当時のアメリカは、急速な産業化が進んでいたとはいえ、貧富の差が激しく、特に西部ではまだインフラが未発達な地域が多く、多くの人々が富を求めて荒野を彷徨っていました。ダニエル・プレインヴューのような石油屋は、まさにこの時代の「アメリカン・ドリーム」という名の、強欲な資本主義の波に乗ろうとした人々の象徴です。
また、PTA監督作品は、これまでも『ブギーナイツ』や『マグノリア』など、監督自身の出身地であるカリフォルニアを舞台にすることが多いですが、本作もまた、初期のカリフォルニア油田地帯が持つ、未開拓の野蛮なエネルギーを背景として描かれています。
🎥 大きく変わった作風と制作方法
これまでのPTA監督作品、例えば『パンチ・ドランク・ラブ』までは、一風変わったユーモアや人間的な温かさ、そしてコメディ色が強く、エンディングに向かって物語が収束していく一般的な手法で制作されていました。
しかし、本作『ゼア・ウィル・ビー・ブラッド』では、監督の作風は一変します。全編を通して一切の笑いの要素が排され、徹底して冷徹でシリアスなトーンが貫かれています。

制作方法においても大きな変化がありました。『パンチ・ドランク・ラブ』までのような緻密な脚本に基づく一般的な撮影方法ではなく、本作では監督が撮りたいと考えていた、いくつかの強烈なシーンやイメージを先に撮影し、それらを繋ぎ合わせるようにして、他のシーンが撮影されるという異例の方法がとられています。この制作スタイルが、物語の難解さや、独特のリズムを生み出す要因となっています。また、ダニエル・デイ=ルイスとポール・ダノのアドリブが多用されており、それが俳優たちの狂気をより生々しく際立たせています。

どのシーンがはじめに撮られたもので、どのシーンがアドリブか。そんなことを考えながら観るのもこの作品の楽しみ方のひとつですね。
⚔️ 資本主義に憑りつかれた男VS.偽善的なカリスマ牧師
本作の核心的な面白さは、ダニエル・プレインヴューと牧師イーライ・サンデーという、アメリカ社会の二つの権力を象徴する両雄の激しい対立にあります。
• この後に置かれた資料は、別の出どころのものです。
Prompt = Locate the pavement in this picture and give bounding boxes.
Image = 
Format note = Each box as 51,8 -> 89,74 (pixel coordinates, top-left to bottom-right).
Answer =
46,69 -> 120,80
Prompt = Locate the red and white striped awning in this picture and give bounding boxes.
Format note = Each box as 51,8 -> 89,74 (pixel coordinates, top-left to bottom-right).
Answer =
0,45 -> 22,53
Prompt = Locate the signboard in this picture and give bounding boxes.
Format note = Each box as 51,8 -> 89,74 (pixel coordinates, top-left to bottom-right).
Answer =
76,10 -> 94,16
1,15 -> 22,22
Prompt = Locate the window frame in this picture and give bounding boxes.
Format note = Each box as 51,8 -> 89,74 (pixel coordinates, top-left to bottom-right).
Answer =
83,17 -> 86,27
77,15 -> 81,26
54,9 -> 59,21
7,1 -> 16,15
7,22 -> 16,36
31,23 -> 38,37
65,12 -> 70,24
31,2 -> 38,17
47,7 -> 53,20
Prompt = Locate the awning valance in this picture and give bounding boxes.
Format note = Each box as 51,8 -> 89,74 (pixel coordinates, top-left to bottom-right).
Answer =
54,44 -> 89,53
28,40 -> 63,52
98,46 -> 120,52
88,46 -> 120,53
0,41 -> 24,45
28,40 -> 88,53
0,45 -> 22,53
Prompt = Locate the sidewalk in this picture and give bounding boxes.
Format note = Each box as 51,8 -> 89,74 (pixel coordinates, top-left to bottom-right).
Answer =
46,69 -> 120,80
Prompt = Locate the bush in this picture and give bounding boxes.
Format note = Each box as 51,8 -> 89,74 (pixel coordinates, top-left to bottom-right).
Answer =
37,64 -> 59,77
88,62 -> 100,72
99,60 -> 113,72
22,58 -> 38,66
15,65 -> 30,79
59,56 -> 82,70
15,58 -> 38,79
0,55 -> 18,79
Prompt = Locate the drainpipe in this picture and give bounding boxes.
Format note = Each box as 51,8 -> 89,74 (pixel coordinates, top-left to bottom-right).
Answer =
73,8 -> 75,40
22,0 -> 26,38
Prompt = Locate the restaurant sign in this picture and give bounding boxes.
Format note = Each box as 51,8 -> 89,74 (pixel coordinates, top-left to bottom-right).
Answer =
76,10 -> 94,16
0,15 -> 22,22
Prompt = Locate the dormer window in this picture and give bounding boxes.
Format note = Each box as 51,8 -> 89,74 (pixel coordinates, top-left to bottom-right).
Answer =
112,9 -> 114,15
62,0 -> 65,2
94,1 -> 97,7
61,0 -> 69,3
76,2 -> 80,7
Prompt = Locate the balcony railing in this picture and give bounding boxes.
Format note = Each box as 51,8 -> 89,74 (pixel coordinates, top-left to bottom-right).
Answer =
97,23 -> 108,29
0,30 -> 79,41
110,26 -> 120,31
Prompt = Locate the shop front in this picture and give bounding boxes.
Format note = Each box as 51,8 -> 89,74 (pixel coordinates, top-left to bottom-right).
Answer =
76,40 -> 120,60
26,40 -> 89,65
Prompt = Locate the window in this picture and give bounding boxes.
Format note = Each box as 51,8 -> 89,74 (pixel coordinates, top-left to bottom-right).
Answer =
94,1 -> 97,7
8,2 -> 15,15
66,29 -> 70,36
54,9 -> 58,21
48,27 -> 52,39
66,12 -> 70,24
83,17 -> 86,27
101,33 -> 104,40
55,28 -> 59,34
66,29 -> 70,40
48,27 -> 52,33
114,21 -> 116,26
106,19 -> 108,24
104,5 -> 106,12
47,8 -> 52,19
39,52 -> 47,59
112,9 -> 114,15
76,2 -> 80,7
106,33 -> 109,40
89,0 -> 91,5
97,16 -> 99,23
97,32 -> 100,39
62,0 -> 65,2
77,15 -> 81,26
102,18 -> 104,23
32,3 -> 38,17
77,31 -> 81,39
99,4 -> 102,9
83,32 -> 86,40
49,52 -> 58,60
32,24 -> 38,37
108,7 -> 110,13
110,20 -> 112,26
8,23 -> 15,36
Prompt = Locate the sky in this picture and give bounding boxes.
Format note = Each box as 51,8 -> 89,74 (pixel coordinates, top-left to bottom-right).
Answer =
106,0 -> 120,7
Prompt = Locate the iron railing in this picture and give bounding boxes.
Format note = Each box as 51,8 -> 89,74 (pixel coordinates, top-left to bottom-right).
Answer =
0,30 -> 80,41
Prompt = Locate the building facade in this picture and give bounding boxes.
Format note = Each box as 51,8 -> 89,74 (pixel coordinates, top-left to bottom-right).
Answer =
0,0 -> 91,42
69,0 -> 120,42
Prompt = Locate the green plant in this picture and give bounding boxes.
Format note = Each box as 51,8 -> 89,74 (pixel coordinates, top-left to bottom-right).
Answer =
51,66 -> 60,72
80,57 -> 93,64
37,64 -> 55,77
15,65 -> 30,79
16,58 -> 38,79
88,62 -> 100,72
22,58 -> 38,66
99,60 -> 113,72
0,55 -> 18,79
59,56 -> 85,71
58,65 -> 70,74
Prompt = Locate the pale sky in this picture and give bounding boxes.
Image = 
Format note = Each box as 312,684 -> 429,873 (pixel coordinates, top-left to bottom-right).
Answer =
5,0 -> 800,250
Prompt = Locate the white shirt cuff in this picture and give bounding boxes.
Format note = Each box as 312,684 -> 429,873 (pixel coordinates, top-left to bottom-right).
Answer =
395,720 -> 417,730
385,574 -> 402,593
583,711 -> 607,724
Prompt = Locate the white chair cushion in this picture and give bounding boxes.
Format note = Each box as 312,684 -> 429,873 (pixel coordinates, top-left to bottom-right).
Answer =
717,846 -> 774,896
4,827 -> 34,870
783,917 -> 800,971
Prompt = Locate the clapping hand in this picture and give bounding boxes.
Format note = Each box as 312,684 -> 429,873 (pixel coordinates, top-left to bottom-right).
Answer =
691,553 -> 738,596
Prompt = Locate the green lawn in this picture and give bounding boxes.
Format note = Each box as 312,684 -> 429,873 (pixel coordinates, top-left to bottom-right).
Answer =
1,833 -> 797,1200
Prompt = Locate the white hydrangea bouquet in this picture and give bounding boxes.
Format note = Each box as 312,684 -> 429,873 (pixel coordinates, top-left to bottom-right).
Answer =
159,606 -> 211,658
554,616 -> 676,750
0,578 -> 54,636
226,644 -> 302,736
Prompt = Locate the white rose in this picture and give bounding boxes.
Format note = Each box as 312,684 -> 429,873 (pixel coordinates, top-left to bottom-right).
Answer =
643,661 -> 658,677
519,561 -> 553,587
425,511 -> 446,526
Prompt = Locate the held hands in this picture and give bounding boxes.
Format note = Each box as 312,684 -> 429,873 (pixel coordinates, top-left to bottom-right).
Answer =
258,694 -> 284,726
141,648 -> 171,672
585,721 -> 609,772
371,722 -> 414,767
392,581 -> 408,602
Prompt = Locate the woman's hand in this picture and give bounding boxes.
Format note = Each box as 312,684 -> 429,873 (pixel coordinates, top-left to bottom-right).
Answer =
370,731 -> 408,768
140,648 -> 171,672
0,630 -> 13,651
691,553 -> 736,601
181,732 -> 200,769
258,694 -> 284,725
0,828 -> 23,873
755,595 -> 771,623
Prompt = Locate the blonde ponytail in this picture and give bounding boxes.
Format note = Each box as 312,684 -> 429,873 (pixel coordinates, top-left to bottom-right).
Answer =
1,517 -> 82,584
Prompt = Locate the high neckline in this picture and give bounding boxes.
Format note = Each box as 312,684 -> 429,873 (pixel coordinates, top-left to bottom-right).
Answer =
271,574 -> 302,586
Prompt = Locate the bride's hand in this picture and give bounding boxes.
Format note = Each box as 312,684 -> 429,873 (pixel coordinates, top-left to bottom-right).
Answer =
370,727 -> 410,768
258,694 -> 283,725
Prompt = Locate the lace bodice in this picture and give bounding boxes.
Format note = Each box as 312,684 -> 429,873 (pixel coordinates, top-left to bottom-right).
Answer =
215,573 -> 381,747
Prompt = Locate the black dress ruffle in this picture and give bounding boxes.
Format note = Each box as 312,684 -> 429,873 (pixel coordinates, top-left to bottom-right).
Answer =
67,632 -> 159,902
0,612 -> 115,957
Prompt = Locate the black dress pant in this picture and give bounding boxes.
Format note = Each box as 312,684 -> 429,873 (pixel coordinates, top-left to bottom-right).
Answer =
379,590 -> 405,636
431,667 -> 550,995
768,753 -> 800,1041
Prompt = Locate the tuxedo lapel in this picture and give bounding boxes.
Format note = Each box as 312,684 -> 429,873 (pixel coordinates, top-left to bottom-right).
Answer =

- ダニエル・プレインヴュー(資本主義の狂気): 富と支配欲に取り憑かれ、手段を選ばない冷酷な資本家です。彼にとって、他人との繋がりや感情はすべて「ビジネス」のための道具に過ぎません。ダニエル・デイ=ルイスの鬼気迫る演技は、その孤独で底なしの欲望を体現しています。
- イーライ・サンデー(偽善的なカリスマ): 町の精神的な支柱である牧師でありながら、彼もまたダニエルと同じく、金と権力への渇望に駆られています。宗教の力を使って人々をコントロールし、富を得ようとするイーライの姿は、信仰の裏側に潜む偽善と狂気を感じさせます。
この二人の男が、お互いの仮面を剥がそうと試み、屈辱を与え合うシーンの数々は、観る者に強烈な印象を残します。
💡 モデルとなった人物や話はあるのか
本作は、アプトン・シンクレアの小説『石油!(Oil!)』を原作としていますが、映画の内容は小説のごく一部の要素を抽出し、PTA監督が独自に大幅に脚色したものです。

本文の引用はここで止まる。